Spot gold ticked up 0.8% to $2,000.64 per ounce by 9:05 ET (1305 GMT), after hitting a session high of $2,003.69. US gold futures rose 0.7% to $2,008.10.

US job growth slowed more than expected in October, while wage inflation cooled, pointing to an easing in labour market conditions. Data showed employers added 150,000 jobs in October, below the 180,000 expected by economists.

“If the labour market starts to deteriorate, the Fed will be unable to continue a hawkish path. The data cements the idea of a Fed pause, which is helping gold,” said Phillip Streible, chief market strategist at Blue Line Futures in Chicago. Higher rates increase the opportunity cost of holding zero-yield bullion.

Adding to gold’s shine, the dollar index fell 0.8% and benchmark 10-year US Treasury yields fell to three-week lows after the data. Traders are now pricing in an 90% chance that the US central bank will leave rates unchanged in December compared to 80% before the data, according to the CME FedWatch tool.

Tai Wong, a New York-based independent metals trader, said price action on Friday will tell if gold needs to consolidate a bit or if its full steam ahead, in any case there is no good news for gold bears at the moment.

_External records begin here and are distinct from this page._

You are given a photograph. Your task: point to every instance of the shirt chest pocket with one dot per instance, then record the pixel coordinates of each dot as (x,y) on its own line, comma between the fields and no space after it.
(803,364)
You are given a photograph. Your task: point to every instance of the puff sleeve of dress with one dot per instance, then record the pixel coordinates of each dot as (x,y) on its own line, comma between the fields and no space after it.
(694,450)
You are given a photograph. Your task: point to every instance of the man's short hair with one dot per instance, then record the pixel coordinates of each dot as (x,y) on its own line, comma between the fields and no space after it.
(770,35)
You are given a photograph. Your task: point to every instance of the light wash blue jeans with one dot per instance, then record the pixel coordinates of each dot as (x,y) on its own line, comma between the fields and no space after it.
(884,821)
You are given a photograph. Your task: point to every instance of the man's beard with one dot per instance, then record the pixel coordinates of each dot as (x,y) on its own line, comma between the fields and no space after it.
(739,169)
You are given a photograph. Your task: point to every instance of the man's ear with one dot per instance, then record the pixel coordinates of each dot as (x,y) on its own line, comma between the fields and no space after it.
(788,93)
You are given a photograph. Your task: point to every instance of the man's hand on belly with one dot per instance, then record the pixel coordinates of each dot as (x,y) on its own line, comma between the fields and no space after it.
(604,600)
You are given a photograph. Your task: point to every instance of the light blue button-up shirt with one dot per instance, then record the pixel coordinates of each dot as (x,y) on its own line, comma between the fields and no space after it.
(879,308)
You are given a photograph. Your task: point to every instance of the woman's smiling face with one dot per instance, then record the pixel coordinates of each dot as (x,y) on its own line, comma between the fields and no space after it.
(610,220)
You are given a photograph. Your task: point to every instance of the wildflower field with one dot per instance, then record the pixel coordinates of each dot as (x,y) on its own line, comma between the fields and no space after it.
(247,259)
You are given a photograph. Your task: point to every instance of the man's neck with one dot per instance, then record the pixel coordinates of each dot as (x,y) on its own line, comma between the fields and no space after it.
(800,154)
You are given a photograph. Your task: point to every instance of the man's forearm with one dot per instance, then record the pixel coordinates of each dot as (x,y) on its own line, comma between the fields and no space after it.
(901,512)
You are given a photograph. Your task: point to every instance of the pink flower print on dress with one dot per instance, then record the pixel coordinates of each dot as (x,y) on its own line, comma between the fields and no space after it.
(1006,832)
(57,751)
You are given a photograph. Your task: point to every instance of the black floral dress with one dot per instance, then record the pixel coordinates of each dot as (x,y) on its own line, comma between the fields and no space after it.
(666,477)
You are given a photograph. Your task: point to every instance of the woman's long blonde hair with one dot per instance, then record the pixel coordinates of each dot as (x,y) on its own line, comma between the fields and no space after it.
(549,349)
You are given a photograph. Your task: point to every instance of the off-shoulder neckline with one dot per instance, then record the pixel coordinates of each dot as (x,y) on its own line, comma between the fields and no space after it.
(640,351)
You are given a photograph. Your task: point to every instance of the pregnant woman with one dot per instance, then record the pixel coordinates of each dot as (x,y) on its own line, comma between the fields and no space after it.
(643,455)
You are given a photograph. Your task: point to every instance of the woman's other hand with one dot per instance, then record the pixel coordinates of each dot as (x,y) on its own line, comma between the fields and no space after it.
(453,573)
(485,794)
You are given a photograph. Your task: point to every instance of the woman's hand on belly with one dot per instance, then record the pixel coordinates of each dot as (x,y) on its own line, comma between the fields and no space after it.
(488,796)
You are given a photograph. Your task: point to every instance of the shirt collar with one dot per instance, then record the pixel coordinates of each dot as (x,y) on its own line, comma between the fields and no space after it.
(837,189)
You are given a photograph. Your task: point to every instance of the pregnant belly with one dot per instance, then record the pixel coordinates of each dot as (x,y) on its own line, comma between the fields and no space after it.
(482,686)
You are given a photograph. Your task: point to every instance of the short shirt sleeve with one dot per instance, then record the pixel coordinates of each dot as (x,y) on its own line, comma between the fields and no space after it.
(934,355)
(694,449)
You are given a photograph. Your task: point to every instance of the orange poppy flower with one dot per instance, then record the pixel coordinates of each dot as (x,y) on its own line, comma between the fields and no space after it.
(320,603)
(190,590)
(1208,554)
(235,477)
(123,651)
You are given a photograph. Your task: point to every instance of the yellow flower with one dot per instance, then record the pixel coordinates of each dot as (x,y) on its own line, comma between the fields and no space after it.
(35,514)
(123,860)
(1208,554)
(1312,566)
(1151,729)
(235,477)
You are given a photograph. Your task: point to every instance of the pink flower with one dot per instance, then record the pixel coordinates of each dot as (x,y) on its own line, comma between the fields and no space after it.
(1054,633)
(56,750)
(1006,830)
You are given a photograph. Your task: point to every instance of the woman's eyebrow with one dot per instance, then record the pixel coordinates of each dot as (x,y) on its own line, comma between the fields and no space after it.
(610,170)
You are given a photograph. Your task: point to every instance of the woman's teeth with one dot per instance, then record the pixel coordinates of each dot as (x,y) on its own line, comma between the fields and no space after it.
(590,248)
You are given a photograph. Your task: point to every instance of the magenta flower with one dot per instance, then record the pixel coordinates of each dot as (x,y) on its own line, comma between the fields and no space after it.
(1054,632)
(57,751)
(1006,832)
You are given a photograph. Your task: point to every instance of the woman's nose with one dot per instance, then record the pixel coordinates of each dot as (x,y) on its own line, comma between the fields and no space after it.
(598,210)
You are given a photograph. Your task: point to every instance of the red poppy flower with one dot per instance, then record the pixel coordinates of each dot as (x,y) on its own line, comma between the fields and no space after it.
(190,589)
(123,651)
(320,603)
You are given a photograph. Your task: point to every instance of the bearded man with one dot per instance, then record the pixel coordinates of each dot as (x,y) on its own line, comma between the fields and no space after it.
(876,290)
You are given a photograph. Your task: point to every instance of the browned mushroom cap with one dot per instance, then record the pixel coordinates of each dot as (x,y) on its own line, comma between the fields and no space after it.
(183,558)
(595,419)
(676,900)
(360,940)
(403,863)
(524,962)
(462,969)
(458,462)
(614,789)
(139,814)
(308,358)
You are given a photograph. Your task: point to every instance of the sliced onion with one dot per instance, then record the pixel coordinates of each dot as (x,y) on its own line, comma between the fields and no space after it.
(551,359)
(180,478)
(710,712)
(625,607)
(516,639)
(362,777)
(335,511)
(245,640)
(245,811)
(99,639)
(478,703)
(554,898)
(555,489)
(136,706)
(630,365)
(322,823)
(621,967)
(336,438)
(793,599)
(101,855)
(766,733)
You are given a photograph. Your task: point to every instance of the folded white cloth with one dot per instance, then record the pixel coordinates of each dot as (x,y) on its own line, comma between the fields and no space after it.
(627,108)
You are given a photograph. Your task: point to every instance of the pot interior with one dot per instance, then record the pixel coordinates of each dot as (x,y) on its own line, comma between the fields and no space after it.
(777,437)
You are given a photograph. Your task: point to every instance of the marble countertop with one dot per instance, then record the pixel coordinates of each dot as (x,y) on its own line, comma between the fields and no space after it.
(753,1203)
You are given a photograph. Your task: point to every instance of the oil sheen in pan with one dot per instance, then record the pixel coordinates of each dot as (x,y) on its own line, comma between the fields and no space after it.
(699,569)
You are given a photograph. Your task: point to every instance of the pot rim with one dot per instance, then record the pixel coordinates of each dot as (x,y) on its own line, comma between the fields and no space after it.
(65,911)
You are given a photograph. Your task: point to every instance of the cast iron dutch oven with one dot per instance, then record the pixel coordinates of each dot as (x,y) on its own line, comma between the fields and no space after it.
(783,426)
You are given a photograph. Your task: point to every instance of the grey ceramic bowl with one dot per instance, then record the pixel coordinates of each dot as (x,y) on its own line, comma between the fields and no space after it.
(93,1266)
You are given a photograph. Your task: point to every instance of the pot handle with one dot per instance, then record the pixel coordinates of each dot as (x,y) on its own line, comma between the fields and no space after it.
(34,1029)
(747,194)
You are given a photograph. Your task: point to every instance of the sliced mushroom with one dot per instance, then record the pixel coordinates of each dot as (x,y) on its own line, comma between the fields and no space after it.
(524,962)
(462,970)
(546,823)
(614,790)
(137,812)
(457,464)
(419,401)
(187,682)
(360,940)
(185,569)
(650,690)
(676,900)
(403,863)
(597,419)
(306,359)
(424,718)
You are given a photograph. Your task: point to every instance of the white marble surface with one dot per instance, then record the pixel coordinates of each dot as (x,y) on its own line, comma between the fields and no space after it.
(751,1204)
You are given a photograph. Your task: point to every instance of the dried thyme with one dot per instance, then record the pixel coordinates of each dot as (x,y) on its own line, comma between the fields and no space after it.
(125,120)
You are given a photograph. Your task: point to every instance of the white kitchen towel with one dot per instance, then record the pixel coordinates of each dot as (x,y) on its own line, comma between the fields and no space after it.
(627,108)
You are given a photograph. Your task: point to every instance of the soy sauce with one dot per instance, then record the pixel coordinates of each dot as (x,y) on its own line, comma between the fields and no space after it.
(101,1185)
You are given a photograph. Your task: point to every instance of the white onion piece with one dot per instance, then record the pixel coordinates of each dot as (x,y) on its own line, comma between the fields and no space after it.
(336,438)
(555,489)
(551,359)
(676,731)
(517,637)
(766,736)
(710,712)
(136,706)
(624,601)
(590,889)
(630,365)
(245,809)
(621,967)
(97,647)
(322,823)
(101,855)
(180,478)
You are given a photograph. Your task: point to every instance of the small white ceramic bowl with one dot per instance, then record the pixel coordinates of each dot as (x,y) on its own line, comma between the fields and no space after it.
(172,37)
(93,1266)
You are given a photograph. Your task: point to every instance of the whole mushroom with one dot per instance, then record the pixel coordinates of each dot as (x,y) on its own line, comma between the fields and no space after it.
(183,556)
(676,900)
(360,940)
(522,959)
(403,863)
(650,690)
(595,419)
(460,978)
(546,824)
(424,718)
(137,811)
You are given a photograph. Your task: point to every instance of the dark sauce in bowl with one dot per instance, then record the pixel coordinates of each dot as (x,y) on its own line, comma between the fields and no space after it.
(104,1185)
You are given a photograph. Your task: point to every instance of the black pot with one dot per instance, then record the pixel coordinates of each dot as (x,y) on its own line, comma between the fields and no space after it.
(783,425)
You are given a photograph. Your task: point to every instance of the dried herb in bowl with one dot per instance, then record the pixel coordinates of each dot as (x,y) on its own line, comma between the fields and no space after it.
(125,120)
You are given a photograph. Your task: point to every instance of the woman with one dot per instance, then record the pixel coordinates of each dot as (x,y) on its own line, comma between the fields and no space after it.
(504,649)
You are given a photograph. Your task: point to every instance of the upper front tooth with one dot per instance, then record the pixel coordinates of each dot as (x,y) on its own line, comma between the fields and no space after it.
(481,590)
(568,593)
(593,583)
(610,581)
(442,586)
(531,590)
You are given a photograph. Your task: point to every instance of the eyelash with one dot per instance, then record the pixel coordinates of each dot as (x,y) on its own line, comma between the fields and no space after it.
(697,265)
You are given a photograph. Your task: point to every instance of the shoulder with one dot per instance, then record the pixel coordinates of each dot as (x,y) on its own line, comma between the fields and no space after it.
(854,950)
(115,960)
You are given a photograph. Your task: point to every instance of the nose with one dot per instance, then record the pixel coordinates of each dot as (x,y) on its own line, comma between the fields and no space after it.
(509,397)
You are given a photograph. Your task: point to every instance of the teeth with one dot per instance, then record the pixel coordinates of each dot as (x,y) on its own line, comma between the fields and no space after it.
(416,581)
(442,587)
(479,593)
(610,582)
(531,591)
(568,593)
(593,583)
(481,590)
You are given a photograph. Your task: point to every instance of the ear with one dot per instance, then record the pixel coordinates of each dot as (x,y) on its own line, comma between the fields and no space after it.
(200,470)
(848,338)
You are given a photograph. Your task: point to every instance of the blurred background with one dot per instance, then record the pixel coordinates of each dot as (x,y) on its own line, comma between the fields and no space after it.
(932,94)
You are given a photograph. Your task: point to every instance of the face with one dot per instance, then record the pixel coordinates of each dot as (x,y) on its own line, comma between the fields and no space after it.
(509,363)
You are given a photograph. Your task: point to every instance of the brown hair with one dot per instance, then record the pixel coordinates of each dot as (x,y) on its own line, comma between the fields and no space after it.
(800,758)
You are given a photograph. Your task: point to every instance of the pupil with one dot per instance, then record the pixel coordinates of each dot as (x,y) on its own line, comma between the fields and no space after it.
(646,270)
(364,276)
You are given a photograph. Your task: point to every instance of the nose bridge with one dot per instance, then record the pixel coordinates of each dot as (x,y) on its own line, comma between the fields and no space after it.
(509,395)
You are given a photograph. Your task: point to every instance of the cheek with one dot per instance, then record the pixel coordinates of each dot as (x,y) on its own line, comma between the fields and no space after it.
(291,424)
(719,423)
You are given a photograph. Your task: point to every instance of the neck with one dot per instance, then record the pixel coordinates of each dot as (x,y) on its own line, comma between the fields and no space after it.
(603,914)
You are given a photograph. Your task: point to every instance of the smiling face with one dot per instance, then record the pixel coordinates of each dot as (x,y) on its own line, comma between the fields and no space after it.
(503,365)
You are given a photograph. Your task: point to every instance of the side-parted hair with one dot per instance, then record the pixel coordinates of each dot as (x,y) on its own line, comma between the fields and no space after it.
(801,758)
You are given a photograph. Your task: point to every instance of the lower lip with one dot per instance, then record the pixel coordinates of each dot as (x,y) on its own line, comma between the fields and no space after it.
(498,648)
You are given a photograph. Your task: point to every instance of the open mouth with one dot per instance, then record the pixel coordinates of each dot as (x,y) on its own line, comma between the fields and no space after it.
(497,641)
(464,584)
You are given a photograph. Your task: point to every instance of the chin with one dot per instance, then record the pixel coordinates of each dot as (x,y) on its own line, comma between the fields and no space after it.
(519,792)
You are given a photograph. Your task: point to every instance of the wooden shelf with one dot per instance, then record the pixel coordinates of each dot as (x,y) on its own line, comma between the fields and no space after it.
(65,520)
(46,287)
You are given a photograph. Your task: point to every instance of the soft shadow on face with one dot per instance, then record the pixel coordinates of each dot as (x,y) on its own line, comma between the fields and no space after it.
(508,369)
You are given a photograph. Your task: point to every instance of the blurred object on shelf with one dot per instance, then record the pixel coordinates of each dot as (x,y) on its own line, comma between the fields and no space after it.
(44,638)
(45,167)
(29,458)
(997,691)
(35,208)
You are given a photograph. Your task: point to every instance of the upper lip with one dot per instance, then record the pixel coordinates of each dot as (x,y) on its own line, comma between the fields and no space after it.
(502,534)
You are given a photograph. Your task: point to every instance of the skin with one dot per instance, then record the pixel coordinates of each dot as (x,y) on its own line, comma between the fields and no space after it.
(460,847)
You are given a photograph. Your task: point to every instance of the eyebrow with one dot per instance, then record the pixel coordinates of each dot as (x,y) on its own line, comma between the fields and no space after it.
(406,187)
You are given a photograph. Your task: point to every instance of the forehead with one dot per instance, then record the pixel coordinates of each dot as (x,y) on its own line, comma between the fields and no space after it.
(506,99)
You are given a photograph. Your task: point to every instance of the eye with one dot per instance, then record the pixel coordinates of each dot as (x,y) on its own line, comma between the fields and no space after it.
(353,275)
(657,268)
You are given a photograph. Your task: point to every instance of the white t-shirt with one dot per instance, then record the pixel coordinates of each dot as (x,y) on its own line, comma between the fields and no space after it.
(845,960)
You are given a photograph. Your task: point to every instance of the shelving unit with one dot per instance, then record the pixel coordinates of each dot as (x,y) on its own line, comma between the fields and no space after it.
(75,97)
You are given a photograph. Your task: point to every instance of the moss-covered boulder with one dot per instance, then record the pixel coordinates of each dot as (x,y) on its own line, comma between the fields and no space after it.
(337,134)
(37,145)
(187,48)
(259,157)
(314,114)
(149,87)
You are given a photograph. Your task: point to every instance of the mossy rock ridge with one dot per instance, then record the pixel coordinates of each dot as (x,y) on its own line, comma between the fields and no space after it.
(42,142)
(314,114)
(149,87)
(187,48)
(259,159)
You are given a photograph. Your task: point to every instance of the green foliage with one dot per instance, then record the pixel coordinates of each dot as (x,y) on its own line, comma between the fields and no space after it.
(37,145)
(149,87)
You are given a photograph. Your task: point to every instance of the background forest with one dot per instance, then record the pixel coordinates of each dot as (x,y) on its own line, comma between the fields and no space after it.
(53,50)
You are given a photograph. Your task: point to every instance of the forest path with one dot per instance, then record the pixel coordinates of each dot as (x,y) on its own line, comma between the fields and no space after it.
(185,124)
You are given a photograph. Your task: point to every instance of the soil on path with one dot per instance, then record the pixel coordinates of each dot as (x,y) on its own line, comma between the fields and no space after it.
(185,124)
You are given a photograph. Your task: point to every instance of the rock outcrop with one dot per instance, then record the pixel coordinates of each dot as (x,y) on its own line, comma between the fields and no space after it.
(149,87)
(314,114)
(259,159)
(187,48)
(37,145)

On the physical front, gold dealers in India offered discounts for a fourth consecutive week as consumers shied away from making purchases due to higher domestic prices.

Elsewhere, spot silver was up 1.6% at $23.1 per ounce and was on track for its second straight weekly loss. Platinum rose 1% to $928.82, heading for its fourth consecutive weekly rise. Palladium climbed 2.4% to $1,125.83.